A monolithic "data quality" script would have three problems:

  1. Ownership ambiguity — when the dedup gate fires, is that a Layer A audit problem or a Layer B ingest problem?
  2. Latency mixing — Layer B runs synchronously per insert (must be fast); Layer A runs nightly (can be slow); Layer C runs opportunistically (per ingest); Layer D runs async after Layer A finishes. Bundling them would force one cadence to bend to another.
  3. Failure isolation — a Layer C extractor bug (e.g., the empty-table edge case in e03ff4cb) should not block ingest. Splitting C from B keeps the gate close to the failure mode.

The four-layer split mirrors how the code-side gates work: ruff runs in seconds, pyright runs in minutes, tsc runs on the frontend tree only, eslint runs after build. Same separation of cadence + concern.
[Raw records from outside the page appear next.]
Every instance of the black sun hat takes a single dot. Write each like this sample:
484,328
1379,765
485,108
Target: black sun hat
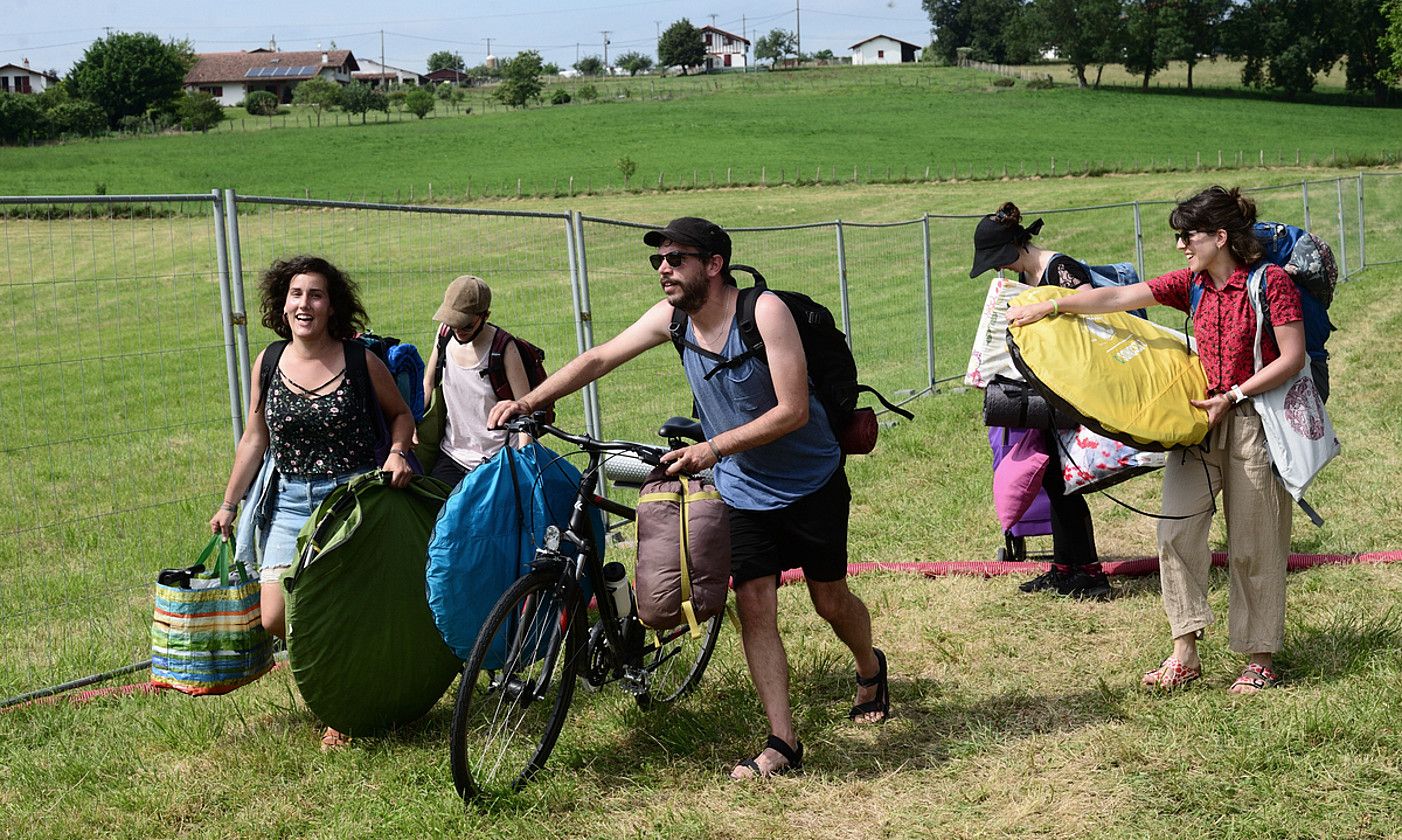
996,243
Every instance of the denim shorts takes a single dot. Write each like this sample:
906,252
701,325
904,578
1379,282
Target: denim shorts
297,498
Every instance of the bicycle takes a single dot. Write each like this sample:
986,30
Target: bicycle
520,676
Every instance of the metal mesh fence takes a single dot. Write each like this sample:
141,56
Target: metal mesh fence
118,387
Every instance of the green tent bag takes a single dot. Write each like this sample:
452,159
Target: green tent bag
361,638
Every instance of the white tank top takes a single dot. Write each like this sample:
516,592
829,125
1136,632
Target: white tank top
467,393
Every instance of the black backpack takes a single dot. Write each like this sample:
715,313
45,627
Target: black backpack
830,363
533,359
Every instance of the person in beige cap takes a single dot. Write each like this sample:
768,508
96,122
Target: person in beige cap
470,359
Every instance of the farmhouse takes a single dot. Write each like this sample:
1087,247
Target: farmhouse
23,80
883,49
377,75
724,49
230,76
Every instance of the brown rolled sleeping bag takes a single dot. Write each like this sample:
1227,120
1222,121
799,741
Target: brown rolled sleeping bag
683,551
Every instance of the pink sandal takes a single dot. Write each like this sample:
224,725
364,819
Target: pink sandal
1171,675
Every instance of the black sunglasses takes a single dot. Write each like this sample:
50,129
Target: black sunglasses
675,258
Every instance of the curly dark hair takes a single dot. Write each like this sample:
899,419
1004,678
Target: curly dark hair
1219,208
348,316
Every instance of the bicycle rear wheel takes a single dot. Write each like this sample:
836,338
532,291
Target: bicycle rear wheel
518,685
675,661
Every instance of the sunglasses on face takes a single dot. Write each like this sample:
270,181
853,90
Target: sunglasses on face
675,258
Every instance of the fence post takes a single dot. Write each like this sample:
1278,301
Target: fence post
1363,244
1343,239
583,324
841,285
1139,240
236,285
230,359
930,310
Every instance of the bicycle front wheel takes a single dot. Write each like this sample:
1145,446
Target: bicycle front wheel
675,661
518,685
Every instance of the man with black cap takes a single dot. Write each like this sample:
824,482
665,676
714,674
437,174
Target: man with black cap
776,462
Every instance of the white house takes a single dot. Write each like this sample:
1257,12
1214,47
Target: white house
883,49
724,49
230,76
377,75
16,79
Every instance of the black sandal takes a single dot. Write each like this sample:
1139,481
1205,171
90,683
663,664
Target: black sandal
792,755
882,701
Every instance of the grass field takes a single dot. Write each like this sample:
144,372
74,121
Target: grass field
837,125
1015,715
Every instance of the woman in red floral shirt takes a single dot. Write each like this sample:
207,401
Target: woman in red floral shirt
1214,233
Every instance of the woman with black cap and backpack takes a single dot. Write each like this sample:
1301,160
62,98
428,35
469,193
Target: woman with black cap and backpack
1001,241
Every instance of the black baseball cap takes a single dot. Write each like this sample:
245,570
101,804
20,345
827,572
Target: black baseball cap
689,230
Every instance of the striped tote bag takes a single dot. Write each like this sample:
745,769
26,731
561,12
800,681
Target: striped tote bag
206,627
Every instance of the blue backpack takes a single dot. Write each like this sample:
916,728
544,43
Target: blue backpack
1311,265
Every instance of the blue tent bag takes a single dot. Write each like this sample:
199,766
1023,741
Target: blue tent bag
487,534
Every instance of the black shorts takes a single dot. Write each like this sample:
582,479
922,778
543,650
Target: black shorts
809,533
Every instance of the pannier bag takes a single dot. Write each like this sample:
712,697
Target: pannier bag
989,356
361,638
683,551
206,627
1297,427
1120,376
1014,404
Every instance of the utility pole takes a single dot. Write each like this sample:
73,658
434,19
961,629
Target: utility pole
798,32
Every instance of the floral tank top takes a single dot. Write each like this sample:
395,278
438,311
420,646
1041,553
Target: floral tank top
318,436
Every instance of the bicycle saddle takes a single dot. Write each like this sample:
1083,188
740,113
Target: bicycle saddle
682,427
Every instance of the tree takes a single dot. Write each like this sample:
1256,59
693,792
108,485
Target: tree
520,79
1192,31
317,93
993,30
1284,44
1144,55
21,119
634,62
1084,32
776,45
77,118
361,98
419,103
199,111
680,46
590,65
446,61
129,73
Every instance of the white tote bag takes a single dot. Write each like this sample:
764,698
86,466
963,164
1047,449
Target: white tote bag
1297,428
990,354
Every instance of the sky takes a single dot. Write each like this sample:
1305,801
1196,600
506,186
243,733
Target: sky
52,34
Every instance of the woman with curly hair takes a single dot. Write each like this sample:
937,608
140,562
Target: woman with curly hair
1213,230
313,417
1001,241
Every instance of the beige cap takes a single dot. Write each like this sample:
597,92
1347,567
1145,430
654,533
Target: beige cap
464,297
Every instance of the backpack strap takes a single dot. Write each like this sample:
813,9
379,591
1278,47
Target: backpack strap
495,370
272,354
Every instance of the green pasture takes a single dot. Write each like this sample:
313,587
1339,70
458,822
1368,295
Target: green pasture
830,126
1015,715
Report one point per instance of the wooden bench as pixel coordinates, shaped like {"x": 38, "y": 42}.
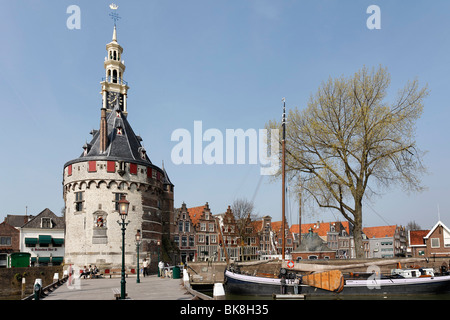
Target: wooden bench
{"x": 116, "y": 292}
{"x": 111, "y": 272}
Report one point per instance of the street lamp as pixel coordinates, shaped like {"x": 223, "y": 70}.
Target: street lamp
{"x": 123, "y": 212}
{"x": 158, "y": 243}
{"x": 138, "y": 242}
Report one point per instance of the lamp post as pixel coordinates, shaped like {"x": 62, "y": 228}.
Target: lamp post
{"x": 138, "y": 242}
{"x": 123, "y": 212}
{"x": 158, "y": 243}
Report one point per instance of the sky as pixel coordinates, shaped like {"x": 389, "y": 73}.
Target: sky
{"x": 226, "y": 63}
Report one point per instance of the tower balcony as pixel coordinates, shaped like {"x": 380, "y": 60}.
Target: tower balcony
{"x": 117, "y": 80}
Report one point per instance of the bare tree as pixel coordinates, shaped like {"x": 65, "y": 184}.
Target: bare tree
{"x": 349, "y": 141}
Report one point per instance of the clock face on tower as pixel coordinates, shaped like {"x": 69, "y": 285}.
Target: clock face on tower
{"x": 113, "y": 99}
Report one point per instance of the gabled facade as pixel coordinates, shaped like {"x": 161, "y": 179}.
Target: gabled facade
{"x": 9, "y": 242}
{"x": 229, "y": 239}
{"x": 43, "y": 238}
{"x": 338, "y": 235}
{"x": 206, "y": 232}
{"x": 278, "y": 232}
{"x": 438, "y": 241}
{"x": 416, "y": 243}
{"x": 385, "y": 241}
{"x": 184, "y": 234}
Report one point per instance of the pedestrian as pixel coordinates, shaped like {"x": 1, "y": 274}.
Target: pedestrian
{"x": 145, "y": 265}
{"x": 161, "y": 268}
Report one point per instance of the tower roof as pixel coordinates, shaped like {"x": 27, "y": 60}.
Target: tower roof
{"x": 123, "y": 144}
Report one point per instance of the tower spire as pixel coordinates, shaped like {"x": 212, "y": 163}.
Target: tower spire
{"x": 115, "y": 34}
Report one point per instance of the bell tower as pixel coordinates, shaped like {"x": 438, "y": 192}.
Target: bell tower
{"x": 114, "y": 87}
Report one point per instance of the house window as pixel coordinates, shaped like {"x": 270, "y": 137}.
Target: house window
{"x": 5, "y": 241}
{"x": 79, "y": 199}
{"x": 46, "y": 223}
{"x": 435, "y": 243}
{"x": 92, "y": 166}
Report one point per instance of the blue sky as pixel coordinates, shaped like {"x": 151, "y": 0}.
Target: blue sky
{"x": 225, "y": 63}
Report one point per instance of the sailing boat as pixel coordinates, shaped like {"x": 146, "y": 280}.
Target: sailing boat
{"x": 328, "y": 279}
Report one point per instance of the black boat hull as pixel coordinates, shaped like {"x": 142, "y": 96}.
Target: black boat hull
{"x": 248, "y": 285}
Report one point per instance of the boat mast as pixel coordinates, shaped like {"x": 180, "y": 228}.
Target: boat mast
{"x": 283, "y": 204}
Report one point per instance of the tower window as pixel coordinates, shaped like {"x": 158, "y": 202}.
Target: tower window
{"x": 117, "y": 197}
{"x": 79, "y": 199}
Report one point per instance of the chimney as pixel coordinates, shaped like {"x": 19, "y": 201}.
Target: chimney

Companion fixes that surfaced during implementation

CommitWhatWhy surfaced
357725cbUse d.metadata column (DB) not d.doc_metadata (Python attribute)Backfill SQL was reading the ORM attribute name
e03ff4cbPin department-overview format → None decisionDepartment-overview pages have no schedule by design; the extractor must return None, not raise
f0a577aa + 6c3ddfb5Multi-match handling in find_document_by_source_urlLayer B's dedup needs deterministic behavior when the same canonical URL surfaces in two different ingest passes
9fa6fa16PERCENTILE_DISC for timestamp percentilePERCENTILE_CONT interpolates between two timestamps, producing fractional-microsecond values PostgreSQL can't cast back to timestamp with time zone

References

  • Commits: e43de39b (Layer A/B/C/D shape) · 7f2789c5 (Layer C extractor + Layer A refinement) · d2567b7b (migration 068 + scheduler wiring) · cfcb4e2b (Lorem ipsum sanitizer)
  • Schema: backend/alembic/versions/068_data_quality_dedup_index.py — partial unique index on (tenant_id, normalized_title) WHERE status='completed'
  • Audit script: backend/scripts/audit_data_quality.py
  • Extractor: backend/app/services/data_quality.pyextract_consultation_schedule()
  • Backfill: backend/scripts/backfill_consultation_schedule.py (one-shot, idempotent)
  • Related: ADR-0057 Tenant-Scoped Prompt Addendums + Doctor-Profile Boost — Layer C's schedule extractor is the structured-data half of ADR-0057's defense-in-depth pair.